"Why does Joy have all those recursion combinators? Why not just use plain explicit recursion?"

A: In the 70's it was recognised that programs using structured IFs and WHILEs are easier to get right and easier to read than programs which use GOTOs and in which the pattern of the flow of control has to be inferred by laborious analysis.

In the functional languages which use lists a lot much of list processing falls into a few recursion patterns which are often abstracted as combinators such as map, filter and fold, and also a few variants such as zipwith. Programs which use these combinators by name are easy to write and easier to read than programs in which the pattern of recursion on lists has to be inferred.

Joy takes this idea a step further by combinators for recursion patterns that are independent of any particular datatype such as lists above. For linear recursion there is the combinator linrec, its special case tailrec, and even more special case while. There is also the more flexible condlinrec. For binary recursion there is the combinator binrec, but so far no more special or more flexible versions. For recursion with arbitrary n-ary branching there is the combinator genrec, so far with no variants. For recursion on trees of any type other than lists there are several combinators. For nested recursion (as in the Ackermann function) there will soon be two combinators nestrec and condnestrec. So far there are no combinators for mutual recursion. All these combinators are more intuitive and descriptive than the well-known "paradoxical" all-purpose recursion combinators (Curry's) Y and (Turing's) T which are frequently defined but never used because they are all-purpose and hence not descriptive.

Of course the execution of programs without explicit GOTOs typically involves its use internally. Similarly, the execution of programs with recursion combinators but without explicit recursion typically involves its use internally. But programs using combinators are easier to write and read than ones using explicit recursion and in which the pattern of all, not just list, recursions has to be inferred. So, if you like, "Recursion considered harmful".

As a bonus, at least for the current implementation, programs using recursion combinators are more efficient than programs using explicit recursion.

"So why don't other languages have recursion combinators ?"

A: For several, mostly independent reasons:

1. Joy combinators take quotations as arguments. Other languages would have to use lambda abstractions instead. But many have no way of capturing the current environments.

2. Apart from this, many languages could not even define a lambda counterpart of Joy's simple i combinator - the "dequotation combinator". This rules out most mainstream languages. Some counterpart might be definable in the Lisps, ML, Haskell and Prolog/

3. Again indpendently, there will be a problem about Joy's simple branching combinator ifte. With "eager" evaluation it is not possible to define an ordinary function for branching, as Eva Lou Ator will tell you, in SICP p 23. Branching has to be done with "special forms" cond or if. To define them one needs delayed evaluation or macros. Since the recursion combinators all involve branching they need the same.

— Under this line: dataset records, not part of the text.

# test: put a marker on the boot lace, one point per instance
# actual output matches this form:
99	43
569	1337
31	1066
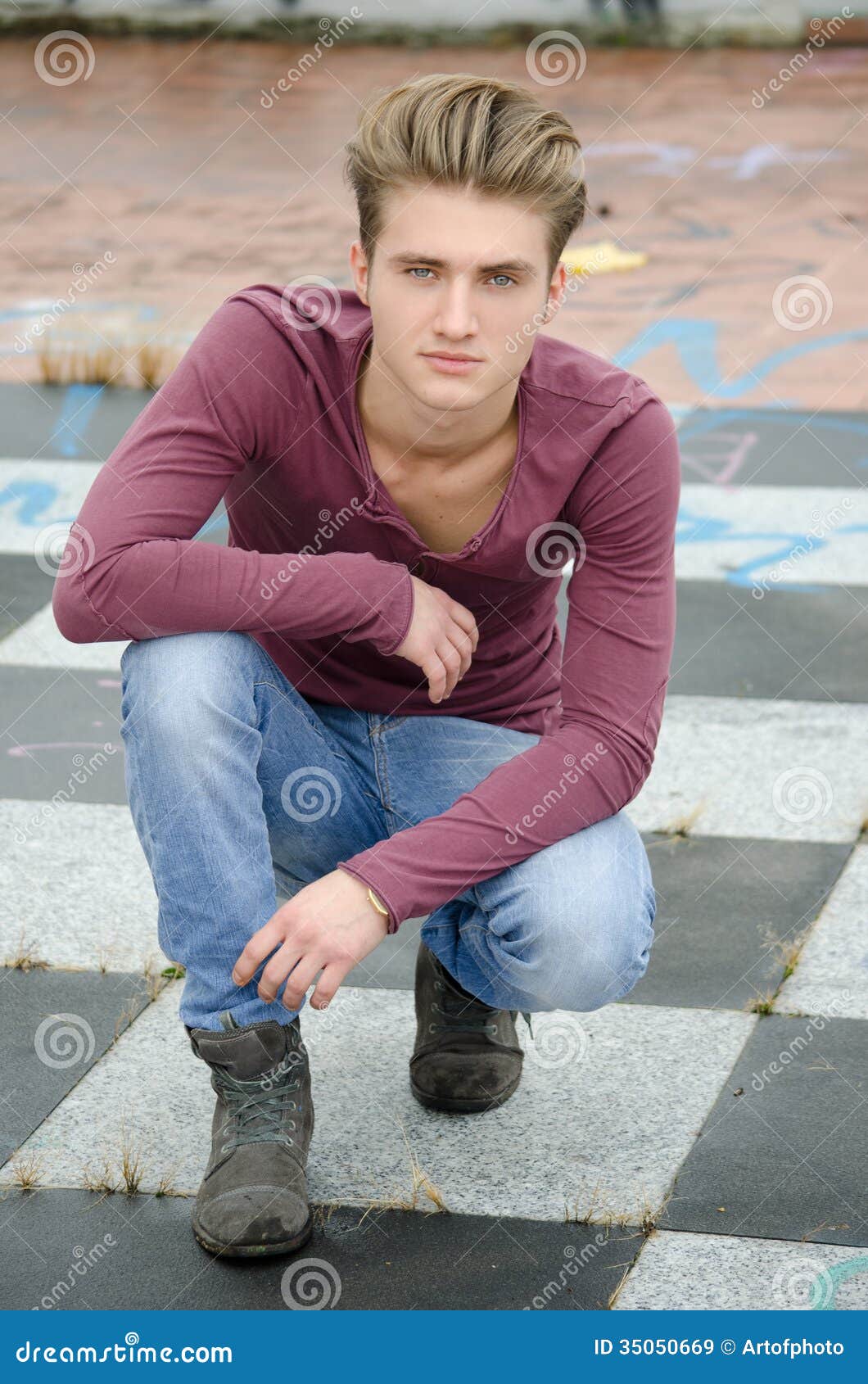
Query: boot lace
258	1107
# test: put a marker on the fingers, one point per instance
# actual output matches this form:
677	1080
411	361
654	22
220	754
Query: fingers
260	946
300	982
330	980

4. The next hurdle concerns the number of extra parameters apart from the quotation parameters for combinators. In Joy all parameters, including extra ones just sit on the stack. A different language might do one of the following: (a) Have several versions of combinators for each possible number of extra parameters. (b) If possible, use whatever facility the language has for optional parameters, and put the extras there. (c) Rewrite all functions including combinators as taking a stack (a list) as their sole parameter.

5. Some languages are strongly statically typed, perhaps in a polymorphic way. Finite unions can then solve the problem that combinators are supposed to take as parameters functions of all sorts of base types but also lists of these and lists of lists of base types and so on. But I don't know whether this can handle lists of mixtures of lists of mixtures when the entire mix is unknowable at compile time.

There are languages in which the Y or T combinators familiar from the lambda calculus can be defined, or at least collections of variants for different number of parameters of the recursing function. Presumably using similar techniques it is possible to define in these languages counterparts of the recursion combinators of Joy. But I have never seen such definitions, and hence never their routine use.